Al, I have heard that some share values can go to zero. A vicious rumour perhaps, but the trend seems clear. If you were to pick an asymptote for the share price curve shown here, siliconinvestor.com where would you put it; at $10, $5, $2, $1, 50c, 25c, 10c, 5c, 2c, 1c or somewhere else?

Another principle of investing your principal is that whether you pay $100, $50, $20, $10, $5, $2, $1, or 1c and it goes to zero [as Globalstar seems likely to do] ALL of the principal is lost. One doesn't lose less by buying low. So, Leap is not cheap if the final result is asymptotic to zero. I like using the word asymptotic [Gregg Powers misled people into thinking that asymptotic means 'going up really, really fast' - old-time readers will remember the discussions]

Meanwhile, Leap's vendor financing is first in line for any income with rapidly increasing interest rates over the next 4 years, to 30% per year if I remember rightly. Which is a very expensive source of capital in a market where minutes and megabytes will be sold at "what the market will bear" prices by creditors-in-possession, who will do what should have been done originally by Globalstar et al = fill the system fast with 'what the market will bear' customers.

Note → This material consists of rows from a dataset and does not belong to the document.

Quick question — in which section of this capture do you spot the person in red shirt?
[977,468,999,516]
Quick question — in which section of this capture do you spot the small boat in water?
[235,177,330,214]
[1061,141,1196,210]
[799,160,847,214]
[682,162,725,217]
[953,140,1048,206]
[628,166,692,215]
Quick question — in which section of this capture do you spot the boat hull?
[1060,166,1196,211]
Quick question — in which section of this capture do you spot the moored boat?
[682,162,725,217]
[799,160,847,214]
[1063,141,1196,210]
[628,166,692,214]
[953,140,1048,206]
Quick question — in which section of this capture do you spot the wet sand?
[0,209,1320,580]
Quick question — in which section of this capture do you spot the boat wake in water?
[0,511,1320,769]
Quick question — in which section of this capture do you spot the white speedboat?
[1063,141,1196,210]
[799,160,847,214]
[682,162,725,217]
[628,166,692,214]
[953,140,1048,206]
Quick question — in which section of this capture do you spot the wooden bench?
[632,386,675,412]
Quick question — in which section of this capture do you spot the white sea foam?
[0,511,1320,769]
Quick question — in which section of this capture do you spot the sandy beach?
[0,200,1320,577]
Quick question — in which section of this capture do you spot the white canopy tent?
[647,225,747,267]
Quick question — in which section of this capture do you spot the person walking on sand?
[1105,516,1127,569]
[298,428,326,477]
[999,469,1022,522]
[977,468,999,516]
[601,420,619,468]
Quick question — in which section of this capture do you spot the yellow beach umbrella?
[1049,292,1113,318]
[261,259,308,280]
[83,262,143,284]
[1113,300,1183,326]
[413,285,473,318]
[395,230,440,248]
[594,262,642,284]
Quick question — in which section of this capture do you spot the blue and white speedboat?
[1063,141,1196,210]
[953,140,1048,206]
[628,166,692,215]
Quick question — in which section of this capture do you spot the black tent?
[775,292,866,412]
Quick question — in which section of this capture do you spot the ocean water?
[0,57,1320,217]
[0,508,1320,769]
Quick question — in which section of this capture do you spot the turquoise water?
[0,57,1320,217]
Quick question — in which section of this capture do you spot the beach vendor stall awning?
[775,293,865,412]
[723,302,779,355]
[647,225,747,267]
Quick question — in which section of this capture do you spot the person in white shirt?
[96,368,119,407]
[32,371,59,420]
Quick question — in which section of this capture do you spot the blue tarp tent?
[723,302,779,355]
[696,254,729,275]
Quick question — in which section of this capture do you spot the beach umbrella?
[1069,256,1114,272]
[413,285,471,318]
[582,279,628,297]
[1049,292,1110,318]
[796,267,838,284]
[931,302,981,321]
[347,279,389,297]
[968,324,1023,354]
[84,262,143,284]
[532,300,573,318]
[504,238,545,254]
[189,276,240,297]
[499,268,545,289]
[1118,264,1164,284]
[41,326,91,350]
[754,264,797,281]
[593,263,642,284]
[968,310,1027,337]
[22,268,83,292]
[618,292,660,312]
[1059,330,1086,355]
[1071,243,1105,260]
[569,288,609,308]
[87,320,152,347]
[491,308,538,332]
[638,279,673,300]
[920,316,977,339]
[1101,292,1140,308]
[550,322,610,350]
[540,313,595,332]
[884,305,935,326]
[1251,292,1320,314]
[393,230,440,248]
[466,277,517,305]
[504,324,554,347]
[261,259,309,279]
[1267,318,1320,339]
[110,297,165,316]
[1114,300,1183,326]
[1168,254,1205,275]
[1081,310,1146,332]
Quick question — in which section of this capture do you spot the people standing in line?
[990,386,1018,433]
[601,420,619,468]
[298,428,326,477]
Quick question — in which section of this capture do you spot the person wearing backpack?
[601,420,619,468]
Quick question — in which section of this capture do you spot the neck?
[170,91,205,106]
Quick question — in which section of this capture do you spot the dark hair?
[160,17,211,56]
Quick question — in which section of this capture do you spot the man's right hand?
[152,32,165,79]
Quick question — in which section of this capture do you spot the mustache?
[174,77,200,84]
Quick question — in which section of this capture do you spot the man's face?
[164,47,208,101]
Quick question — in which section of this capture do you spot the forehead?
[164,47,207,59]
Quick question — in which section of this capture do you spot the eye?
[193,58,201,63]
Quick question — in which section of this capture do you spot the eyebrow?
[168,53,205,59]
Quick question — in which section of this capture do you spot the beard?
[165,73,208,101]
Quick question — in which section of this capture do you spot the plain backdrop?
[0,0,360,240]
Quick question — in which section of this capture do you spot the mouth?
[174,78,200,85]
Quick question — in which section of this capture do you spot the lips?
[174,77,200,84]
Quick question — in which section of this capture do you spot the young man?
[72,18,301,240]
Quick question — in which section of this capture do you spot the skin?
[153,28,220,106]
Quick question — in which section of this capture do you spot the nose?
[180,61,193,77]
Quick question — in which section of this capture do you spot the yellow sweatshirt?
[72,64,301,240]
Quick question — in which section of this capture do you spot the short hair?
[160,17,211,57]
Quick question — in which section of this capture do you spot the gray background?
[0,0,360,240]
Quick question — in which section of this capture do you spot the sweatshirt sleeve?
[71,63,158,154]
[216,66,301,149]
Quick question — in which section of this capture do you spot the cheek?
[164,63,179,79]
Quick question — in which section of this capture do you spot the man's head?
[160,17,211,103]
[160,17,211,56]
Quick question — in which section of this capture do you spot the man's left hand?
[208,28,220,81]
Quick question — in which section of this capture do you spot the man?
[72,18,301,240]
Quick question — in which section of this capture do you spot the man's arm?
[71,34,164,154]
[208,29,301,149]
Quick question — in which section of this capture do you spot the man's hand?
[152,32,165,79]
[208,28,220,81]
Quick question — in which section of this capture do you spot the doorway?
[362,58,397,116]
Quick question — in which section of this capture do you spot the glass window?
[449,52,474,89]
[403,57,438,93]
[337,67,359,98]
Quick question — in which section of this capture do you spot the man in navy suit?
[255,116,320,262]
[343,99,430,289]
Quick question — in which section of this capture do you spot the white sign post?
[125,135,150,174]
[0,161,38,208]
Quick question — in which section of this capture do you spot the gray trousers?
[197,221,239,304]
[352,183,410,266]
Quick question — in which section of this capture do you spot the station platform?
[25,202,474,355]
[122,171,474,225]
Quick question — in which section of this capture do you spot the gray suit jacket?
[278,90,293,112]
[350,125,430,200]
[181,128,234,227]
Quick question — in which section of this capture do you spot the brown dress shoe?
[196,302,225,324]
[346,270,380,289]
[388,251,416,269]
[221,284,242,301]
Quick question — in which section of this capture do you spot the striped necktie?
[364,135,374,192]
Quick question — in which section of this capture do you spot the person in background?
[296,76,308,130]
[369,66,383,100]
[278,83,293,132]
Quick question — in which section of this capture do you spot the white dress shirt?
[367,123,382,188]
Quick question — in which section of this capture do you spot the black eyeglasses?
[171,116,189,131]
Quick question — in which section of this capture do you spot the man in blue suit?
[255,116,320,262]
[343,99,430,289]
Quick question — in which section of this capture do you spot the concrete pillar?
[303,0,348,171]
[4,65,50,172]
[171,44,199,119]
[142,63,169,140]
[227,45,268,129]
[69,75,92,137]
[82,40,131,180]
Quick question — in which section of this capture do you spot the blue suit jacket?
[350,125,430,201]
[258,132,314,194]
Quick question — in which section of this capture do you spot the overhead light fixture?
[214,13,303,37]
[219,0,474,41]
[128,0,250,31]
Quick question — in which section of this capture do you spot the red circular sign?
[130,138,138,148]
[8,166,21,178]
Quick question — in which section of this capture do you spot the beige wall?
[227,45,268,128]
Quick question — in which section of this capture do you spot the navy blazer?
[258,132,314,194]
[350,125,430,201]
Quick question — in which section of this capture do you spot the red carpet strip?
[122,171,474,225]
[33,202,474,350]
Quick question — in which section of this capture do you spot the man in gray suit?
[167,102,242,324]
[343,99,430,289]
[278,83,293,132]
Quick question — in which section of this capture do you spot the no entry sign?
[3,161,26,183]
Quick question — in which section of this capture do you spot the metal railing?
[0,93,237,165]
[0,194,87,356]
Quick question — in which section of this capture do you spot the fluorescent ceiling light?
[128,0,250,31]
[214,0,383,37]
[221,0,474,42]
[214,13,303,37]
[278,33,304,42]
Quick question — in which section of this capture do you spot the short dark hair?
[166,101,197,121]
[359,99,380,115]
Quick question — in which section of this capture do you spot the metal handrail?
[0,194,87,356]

That means very cheap prices until system capacities are reached.

I don't believe 'all you can eat' pricing will be the end result of telecom pricing. The claim is that subscribers want simplicity and therefore, goes the simplistic reasoning, they want flat rate pricing. That's wrong. It's true that subscribers want simplicity and don't want to sort through complex stupid buckets of minutes plans and get 'gotcha' bills when the end of the month comes. What a hassle all that is.

Simplest and cheapest of all is 'Here is the current price - hit SEND if you accept that price'. The phone could keep a running tab so people know how much they've spent. Payment could be authorized on line from the phone - with accounts kept in credit to avoid deadbeats causing the 'f' word to be a problem.

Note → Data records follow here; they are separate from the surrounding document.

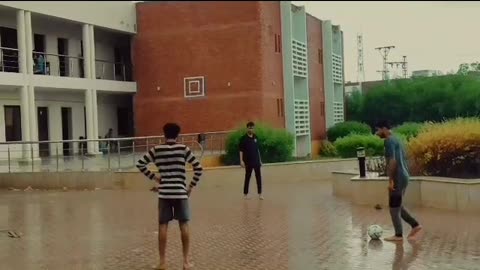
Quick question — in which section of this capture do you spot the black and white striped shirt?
[137,141,203,199]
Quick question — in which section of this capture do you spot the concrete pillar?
[20,85,31,159]
[85,89,95,154]
[25,11,33,74]
[89,25,97,79]
[17,10,30,159]
[92,89,100,153]
[82,24,92,79]
[89,25,100,153]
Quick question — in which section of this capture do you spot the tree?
[457,62,480,75]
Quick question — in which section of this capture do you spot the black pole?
[357,147,366,178]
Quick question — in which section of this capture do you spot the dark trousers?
[388,187,418,237]
[243,165,262,195]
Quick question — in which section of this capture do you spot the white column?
[25,11,33,74]
[17,10,30,159]
[89,25,100,153]
[89,25,97,79]
[17,10,27,73]
[20,85,31,159]
[82,24,92,79]
[85,89,95,154]
[92,89,100,153]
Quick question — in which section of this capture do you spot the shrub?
[223,123,294,165]
[393,122,424,141]
[346,75,480,125]
[327,121,372,142]
[333,134,384,158]
[320,141,338,157]
[408,118,480,178]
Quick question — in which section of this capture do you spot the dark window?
[275,34,282,53]
[117,108,130,136]
[4,106,22,142]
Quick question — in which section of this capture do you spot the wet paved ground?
[0,179,480,270]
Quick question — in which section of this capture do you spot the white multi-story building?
[0,1,137,158]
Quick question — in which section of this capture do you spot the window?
[4,106,22,142]
[275,34,278,52]
[183,76,205,98]
[275,34,282,53]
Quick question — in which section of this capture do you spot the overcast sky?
[292,1,480,81]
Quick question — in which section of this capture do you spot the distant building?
[135,1,344,156]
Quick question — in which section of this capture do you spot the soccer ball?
[368,224,383,240]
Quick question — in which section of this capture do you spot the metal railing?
[0,47,132,81]
[95,59,132,81]
[0,132,232,173]
[0,47,19,73]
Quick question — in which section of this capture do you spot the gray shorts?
[158,199,190,224]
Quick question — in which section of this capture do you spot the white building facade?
[0,1,137,158]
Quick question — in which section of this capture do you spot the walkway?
[0,179,480,270]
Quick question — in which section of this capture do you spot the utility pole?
[375,46,395,81]
[387,55,408,79]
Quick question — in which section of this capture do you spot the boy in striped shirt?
[137,123,203,269]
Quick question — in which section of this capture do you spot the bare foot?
[183,262,193,270]
[408,225,423,240]
[383,235,403,242]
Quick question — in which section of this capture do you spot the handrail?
[32,51,84,60]
[0,131,230,173]
[0,131,232,145]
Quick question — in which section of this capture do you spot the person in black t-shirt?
[239,122,263,200]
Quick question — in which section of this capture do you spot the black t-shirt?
[239,134,260,166]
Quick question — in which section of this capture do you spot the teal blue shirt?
[384,135,410,188]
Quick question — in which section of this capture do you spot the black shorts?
[158,199,190,224]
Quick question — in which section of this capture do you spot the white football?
[368,224,383,240]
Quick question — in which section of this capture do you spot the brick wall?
[134,2,284,136]
[307,14,326,140]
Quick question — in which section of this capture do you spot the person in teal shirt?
[375,121,422,241]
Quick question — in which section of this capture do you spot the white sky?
[292,1,480,81]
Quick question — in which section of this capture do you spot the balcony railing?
[0,47,19,73]
[0,132,232,173]
[33,52,85,78]
[95,59,132,81]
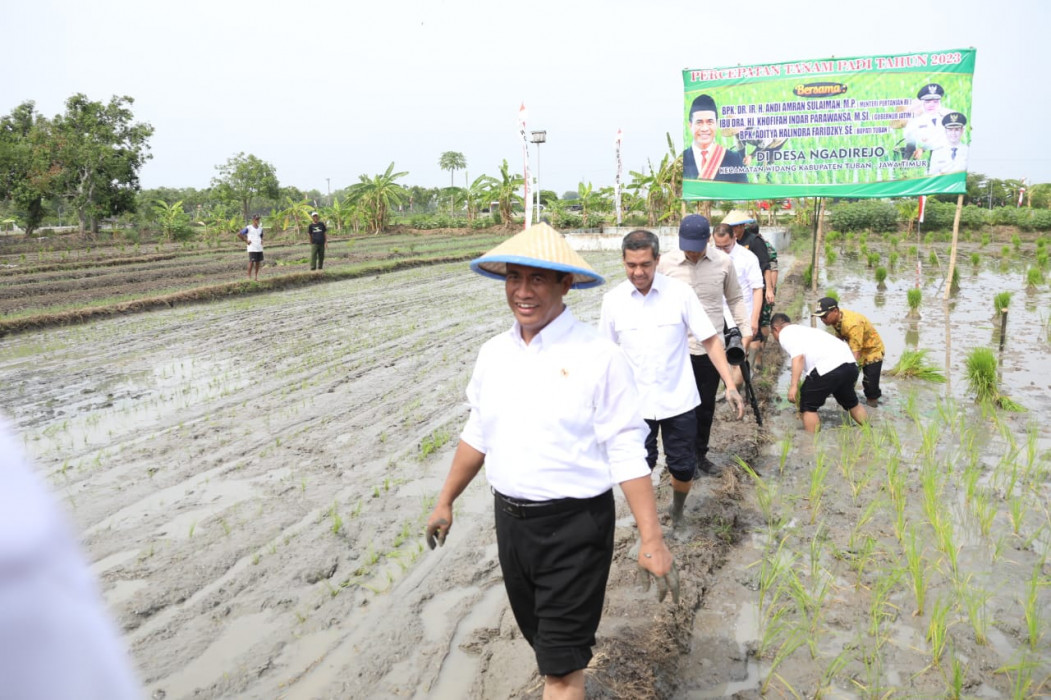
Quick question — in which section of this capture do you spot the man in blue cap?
[657,214,751,475]
[427,223,679,700]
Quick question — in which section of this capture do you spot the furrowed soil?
[0,228,1051,698]
[0,246,781,698]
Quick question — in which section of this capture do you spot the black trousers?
[689,355,719,458]
[861,359,883,398]
[646,409,697,481]
[495,490,616,676]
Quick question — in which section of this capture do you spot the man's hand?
[726,387,744,420]
[427,505,453,550]
[639,539,679,605]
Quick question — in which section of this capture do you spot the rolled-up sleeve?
[595,348,650,483]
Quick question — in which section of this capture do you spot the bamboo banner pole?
[942,194,964,298]
[810,197,825,291]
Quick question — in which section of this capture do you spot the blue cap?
[679,214,712,252]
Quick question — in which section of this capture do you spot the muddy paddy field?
[0,228,1051,698]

Somebody will figure it out. They'll figure it out because the company which figures it out will be the company which gets all the business from people who don't want to subsidize yakkity yak types who gobble 1500 minutes a month and cause busy signals, cellsite suffocation, dropped calls and poor voice quality.

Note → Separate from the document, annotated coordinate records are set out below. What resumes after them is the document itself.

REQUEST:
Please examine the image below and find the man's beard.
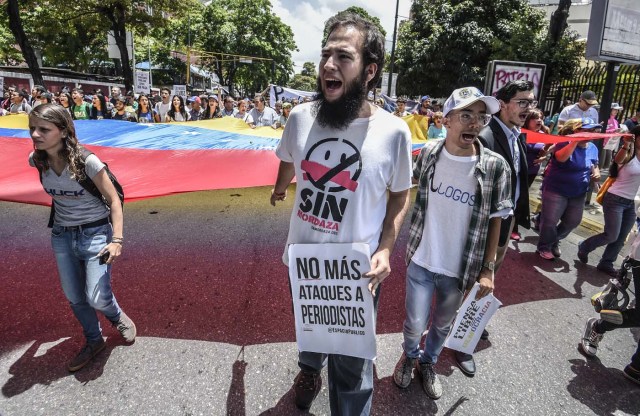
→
[313,74,367,130]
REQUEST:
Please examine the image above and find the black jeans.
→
[593,260,640,370]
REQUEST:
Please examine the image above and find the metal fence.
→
[541,65,640,121]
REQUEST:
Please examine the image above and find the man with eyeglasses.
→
[455,80,538,377]
[249,95,280,127]
[393,87,513,400]
[558,90,600,127]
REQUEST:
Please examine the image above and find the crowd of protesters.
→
[7,10,640,414]
[0,85,309,129]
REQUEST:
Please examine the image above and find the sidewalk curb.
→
[529,197,604,234]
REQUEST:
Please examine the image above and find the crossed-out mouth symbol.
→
[301,138,362,192]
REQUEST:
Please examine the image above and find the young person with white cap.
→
[394,87,513,399]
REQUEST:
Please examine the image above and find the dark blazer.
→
[478,117,531,246]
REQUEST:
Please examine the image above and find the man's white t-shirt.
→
[276,103,411,264]
[411,147,478,277]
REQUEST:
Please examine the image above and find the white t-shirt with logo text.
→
[411,147,478,277]
[29,153,109,227]
[276,103,411,264]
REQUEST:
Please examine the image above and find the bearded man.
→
[271,14,411,415]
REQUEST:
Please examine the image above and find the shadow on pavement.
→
[2,337,126,397]
[567,358,640,416]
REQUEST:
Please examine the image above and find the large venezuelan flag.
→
[0,115,282,204]
[0,115,436,205]
[0,115,624,205]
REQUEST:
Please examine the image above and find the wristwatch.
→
[482,261,496,272]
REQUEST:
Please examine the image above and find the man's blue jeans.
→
[402,262,463,364]
[538,190,586,251]
[51,224,121,343]
[298,286,382,416]
[580,192,636,269]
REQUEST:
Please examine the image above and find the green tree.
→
[288,62,318,91]
[397,0,582,96]
[199,0,297,94]
[6,0,44,85]
[320,6,387,46]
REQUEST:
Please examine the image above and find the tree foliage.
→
[194,0,297,95]
[288,62,318,91]
[397,0,584,96]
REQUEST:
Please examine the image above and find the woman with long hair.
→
[538,118,601,260]
[234,100,256,129]
[89,94,111,120]
[578,126,640,277]
[29,104,136,371]
[165,95,191,122]
[136,94,160,123]
[204,95,222,120]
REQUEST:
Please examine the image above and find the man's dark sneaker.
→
[418,363,442,400]
[596,264,618,277]
[622,364,640,384]
[578,243,589,264]
[579,318,604,357]
[600,309,624,325]
[393,352,418,389]
[67,338,107,372]
[480,329,489,341]
[293,370,322,410]
[455,351,476,377]
[111,311,137,342]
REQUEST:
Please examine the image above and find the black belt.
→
[63,217,110,230]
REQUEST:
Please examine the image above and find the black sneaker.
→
[293,370,322,410]
[580,318,604,357]
[111,311,137,342]
[418,363,442,400]
[67,338,107,372]
[622,364,640,384]
[393,352,417,389]
[578,243,589,264]
[596,265,618,278]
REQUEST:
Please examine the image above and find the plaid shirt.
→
[405,139,513,290]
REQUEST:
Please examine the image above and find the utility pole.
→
[387,0,400,96]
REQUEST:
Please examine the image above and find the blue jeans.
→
[298,286,382,416]
[538,190,586,251]
[580,192,636,269]
[51,224,122,343]
[402,262,463,364]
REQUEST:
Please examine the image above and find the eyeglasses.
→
[458,113,491,127]
[514,100,538,108]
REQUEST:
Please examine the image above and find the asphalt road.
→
[0,188,640,416]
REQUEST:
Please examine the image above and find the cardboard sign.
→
[444,283,502,354]
[136,71,151,94]
[289,243,376,360]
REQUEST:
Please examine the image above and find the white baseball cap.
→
[442,87,500,117]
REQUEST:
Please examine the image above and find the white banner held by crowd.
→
[171,85,187,101]
[269,85,316,108]
[289,243,376,360]
[444,283,502,354]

When some company offers such a pricing service, they'll also get the business from the flat-rate companies because the total monthly bill will be quarter that of the yakkity yak plans. Actually, it would be less than quarter because people would reduce the total time they talk since there would be a small marginal cost to continued yakking, so total number of subscribers could be higher before capacity was filled.

How would Leap go against a company offering a monthly bill of half, or a third, or even a quarter of Leap's, with the proviso that calls at overload times would cost more than calls off-peak, which would be free?

The summary of which is that I haven't bought Leap shares [yet] and would be more likely to buy the debt.